Upon the death of her childless brother, she became the last descendant of the Vinstorpa family III, and the heir of the family estates. After having been widowed a second time, she bought the manor Pinntorp in Södermanland in 1508, and devoted the rest of her life to the management of her estates. In addition to the estates she inherited, she expanded her lands by acquired more and more land in Västergötland over a period of almost fifty years, and became a very substantial, rich and noted landowner. In 1520, for example, her son-in-law borrowed money from her to be able to lodge her daughter Ebba and their children in Västerås Abbey while he attended the coronation in Stockholm, something that saved them from the Stockholm Bloodbath. Upon the marriage of her granddaughter Margaret Leijonhufvud to the king in 1536, she benefited as did all the relatives of Margaret and was granted land and privileges such as the right to certain taxes and fines from the king.

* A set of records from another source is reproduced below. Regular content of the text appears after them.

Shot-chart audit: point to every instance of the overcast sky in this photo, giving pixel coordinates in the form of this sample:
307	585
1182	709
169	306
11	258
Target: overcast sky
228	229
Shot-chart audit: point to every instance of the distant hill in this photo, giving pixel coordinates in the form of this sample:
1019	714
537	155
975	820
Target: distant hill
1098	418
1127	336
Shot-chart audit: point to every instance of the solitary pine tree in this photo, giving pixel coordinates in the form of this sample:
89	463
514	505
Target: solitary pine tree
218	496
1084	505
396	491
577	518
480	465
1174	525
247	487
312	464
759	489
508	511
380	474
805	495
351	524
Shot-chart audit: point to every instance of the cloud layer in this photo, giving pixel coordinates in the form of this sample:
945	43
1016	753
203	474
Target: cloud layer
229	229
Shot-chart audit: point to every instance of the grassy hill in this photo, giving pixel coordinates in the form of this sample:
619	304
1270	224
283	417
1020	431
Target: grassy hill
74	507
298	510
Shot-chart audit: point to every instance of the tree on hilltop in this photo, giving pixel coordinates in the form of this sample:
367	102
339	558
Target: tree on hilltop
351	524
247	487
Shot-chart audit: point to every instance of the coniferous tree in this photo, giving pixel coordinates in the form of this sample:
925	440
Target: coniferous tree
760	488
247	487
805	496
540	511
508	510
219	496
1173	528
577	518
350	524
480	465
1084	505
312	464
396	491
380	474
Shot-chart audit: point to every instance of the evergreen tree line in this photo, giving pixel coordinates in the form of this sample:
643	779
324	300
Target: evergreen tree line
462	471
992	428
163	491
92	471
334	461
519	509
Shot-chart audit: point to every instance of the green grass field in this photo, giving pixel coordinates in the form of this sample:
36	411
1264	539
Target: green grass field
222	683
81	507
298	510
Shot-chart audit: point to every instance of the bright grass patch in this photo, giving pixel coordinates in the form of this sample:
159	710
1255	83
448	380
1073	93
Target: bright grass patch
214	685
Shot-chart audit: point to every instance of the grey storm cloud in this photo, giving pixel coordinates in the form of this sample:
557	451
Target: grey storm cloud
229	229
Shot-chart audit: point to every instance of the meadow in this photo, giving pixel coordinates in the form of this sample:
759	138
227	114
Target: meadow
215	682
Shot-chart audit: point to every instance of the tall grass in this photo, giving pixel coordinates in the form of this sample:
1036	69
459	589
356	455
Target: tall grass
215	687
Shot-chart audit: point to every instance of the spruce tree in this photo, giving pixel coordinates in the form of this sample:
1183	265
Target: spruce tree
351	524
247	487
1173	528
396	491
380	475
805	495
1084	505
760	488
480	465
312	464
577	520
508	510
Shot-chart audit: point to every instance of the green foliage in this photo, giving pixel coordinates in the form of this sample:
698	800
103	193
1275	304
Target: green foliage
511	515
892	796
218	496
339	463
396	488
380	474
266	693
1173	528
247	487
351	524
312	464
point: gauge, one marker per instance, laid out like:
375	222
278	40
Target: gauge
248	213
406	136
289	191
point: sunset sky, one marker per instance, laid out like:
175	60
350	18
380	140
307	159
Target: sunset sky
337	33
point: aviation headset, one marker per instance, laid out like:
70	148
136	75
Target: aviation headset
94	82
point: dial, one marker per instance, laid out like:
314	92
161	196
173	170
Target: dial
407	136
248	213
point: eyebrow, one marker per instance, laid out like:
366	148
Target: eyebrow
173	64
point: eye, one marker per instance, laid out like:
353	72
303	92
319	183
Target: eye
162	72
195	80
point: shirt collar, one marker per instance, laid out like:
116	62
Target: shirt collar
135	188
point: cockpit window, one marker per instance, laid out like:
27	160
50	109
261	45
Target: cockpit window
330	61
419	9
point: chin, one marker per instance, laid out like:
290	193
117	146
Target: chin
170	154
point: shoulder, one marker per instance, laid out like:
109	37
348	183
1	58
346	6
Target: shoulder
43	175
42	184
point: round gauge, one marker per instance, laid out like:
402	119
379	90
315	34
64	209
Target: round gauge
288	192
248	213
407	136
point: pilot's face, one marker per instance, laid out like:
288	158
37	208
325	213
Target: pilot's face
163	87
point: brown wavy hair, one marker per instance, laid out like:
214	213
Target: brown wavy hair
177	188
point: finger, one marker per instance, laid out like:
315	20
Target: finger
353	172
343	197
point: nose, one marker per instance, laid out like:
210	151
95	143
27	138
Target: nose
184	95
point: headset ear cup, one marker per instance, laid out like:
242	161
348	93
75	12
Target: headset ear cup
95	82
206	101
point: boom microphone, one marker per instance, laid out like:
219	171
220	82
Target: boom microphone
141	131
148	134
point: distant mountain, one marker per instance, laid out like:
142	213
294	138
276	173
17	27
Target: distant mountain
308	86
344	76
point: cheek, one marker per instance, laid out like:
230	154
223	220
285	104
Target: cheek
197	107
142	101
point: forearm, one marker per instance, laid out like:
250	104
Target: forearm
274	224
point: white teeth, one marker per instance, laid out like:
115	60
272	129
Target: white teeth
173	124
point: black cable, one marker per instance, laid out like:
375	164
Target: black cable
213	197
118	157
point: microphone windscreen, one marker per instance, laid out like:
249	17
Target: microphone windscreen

As a landowner, Anna has been pointed out as one of the possible people identified with pintorpafrun, the infamous "Pintorpa lady" known for torturing her tenants to death. While she did own the estate Pintorpa, there are no sources which portray her as cruel, and a more likely person behind the pintorpafrun is Barbro Eriksdotter (Bielke). She was however known for being a firm and tough businessperson, who did not hesitate to involve in conflict and court cases over inheritance and land disputes in her accumulation of land, and during the 1520s, she was reportedly involved in a number of court cases over land with several members of the royal council. In contrast to her daughter Ebba Eriksdotter Vasa and granddaughter Margaret Leijonhufvud, lady Anna does not appear to have been a supporter of the Catholic church. In her business ambitions, she took advantage of the new law introduced by the Swedish Reformation, which allowed for people to retract property donated to the church by their ancestors in accordance with the Reduction of Gustav I of Sweden, and confiscated property from the Skara Church by retracting the donation letters, on her own accord and without asking for the necessary permit from the king, "more or less by force, but was ordered in a strict letter from the King to give it back to His Majesty". She was also reprimanded by the king for having expanded her estates and founded more farms than she was allowed to, thereby having intruded on both the land of the king as well as the common land of the peasantry.